If you have some extra money and you’re thinking about investing in a vacation property, take the time to consider the pros and cons. In many places, real estate prices and mortgage rates are at an all-time low which makes it an attractive option. Buying property is a major investment, however, and a risk – you need to consider all aspects of the decision before you make it. Here are some pros and cons to think about before investing in a vacation property:

*Pros for Buying a Vacation Home*

Buying property always comes with a certain degree of risk but a vacation property may be a more stable long-term investment, especially if it is located in a popular area with limited room for expansion (this increases demand and controls the supply). You can also rent your vacation home for additional income, if that is something that interests you. If you plan to keep the home vacant when you aren’t using it yourself, it can still deduct the interest on your mortgage as well as your property taxes from your annual gross income. 

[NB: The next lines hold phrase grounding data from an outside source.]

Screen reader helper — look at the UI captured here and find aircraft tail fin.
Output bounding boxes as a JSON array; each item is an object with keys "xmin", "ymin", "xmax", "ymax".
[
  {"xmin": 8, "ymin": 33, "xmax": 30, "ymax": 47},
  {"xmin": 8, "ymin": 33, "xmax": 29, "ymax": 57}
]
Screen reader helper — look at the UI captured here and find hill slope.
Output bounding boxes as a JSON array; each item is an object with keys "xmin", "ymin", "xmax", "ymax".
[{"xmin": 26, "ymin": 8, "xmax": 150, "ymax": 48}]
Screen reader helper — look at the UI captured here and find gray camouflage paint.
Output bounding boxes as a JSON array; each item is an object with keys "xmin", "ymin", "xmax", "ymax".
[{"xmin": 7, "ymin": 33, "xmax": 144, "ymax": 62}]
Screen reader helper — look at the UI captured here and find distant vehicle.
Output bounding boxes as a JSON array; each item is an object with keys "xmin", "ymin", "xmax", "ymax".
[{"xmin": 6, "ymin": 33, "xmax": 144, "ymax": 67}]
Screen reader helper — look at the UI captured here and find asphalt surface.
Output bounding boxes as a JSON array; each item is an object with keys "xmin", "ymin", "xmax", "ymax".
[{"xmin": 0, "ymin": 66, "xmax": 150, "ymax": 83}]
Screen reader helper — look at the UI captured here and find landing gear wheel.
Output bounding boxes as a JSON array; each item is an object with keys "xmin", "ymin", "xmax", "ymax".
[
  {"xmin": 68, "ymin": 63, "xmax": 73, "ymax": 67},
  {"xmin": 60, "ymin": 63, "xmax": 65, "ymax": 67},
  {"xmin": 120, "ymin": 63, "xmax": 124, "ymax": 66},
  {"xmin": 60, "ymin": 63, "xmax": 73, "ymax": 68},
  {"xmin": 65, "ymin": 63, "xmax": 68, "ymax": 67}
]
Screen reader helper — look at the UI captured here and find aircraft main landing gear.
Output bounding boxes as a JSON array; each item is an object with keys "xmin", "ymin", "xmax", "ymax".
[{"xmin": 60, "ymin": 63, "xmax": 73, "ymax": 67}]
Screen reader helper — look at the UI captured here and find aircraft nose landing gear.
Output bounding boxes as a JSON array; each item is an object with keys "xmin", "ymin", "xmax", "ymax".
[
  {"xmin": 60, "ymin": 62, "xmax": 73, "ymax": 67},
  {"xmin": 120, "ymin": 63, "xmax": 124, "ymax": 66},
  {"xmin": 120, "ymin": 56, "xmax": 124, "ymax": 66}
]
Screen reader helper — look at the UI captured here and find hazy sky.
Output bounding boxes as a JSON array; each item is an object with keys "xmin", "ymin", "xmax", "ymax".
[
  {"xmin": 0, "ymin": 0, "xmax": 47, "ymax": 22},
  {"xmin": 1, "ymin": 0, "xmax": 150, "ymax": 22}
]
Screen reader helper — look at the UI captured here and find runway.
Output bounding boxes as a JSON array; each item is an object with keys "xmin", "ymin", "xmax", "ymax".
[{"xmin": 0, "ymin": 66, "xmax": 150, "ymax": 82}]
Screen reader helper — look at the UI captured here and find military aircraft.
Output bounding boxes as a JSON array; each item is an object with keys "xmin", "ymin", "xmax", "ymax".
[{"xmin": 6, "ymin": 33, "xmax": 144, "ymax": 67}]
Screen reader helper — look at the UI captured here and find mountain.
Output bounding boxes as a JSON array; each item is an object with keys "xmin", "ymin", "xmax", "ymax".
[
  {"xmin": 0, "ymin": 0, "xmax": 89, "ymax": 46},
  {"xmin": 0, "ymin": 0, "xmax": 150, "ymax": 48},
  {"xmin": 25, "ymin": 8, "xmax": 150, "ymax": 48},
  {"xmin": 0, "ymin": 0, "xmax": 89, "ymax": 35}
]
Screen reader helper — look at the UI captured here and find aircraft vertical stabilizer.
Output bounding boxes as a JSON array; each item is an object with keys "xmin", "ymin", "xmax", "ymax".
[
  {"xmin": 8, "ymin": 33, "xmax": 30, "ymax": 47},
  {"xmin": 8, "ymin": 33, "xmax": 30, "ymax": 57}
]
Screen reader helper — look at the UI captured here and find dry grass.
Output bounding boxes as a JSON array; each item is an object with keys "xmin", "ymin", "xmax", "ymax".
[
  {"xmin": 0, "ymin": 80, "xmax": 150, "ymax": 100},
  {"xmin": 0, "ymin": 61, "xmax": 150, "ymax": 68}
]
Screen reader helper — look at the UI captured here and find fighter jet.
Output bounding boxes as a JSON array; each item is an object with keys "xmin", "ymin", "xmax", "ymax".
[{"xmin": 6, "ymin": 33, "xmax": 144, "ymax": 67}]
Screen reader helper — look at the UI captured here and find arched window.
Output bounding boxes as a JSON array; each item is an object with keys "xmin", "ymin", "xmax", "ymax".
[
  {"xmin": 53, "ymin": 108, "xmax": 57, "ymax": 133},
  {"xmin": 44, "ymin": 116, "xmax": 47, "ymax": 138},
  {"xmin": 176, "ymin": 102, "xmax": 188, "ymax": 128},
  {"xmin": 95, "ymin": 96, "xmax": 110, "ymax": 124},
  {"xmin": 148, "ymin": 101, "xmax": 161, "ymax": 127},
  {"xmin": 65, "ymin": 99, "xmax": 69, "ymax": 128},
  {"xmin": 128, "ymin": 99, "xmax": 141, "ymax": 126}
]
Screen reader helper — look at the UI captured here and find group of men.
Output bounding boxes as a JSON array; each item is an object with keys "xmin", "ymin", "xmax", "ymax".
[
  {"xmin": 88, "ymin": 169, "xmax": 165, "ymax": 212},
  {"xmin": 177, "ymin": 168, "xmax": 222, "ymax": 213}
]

Many people purchase vacation homes not just for their own use, but for the use of the whole family. A vacation home becomes a gathering place for friends and family and it may be more convenient to have a second home in a location you frequent rather than packing for a hotel every time. If you really like the location of your vacation home, it could even become your permanent home upon retirement. Buying your retirement home early and using it as a vacation property means that it could be paid off by the time you actually retire.
*
Cons for Investing in a Vacation Property*

Though owning a vacation home can be great, it does come with some challenges and drawbacks. In many cases, people want a vacation home that is an improvement on their original home – this can translate into high prices and a high initial investment. You also have to consider that prices may be higher in locations where space is limited. When it comes to purchasing a vacation home, if you intend to make it a non-owner-occupied property, you might have to put down as much as 20% or 30% of the purchase price. If you add to that the cost of furnishing the property, it is a major investment.

Another potential challenge of owning a vacation property is keeping it well maintained. If you spend a lot of time in the home you may be able to do some of the work yourself and it will be easier to get a handyman or contractor in do bigger projects. If you don’t live there, you might have to make a special trip. You must also consider the travel time and the cost of travel to reach your vacation home as often as you plan to use it. 

Having a vacation home sounds great, but it is a major decision that requires plenty of thought. Keep the above pros and cons in mind as you think about this option and do plenty of research on your own. Whatever you end up deciding, you’ll know that it is the right choice for you. 

~ VS Glen Community Support


----------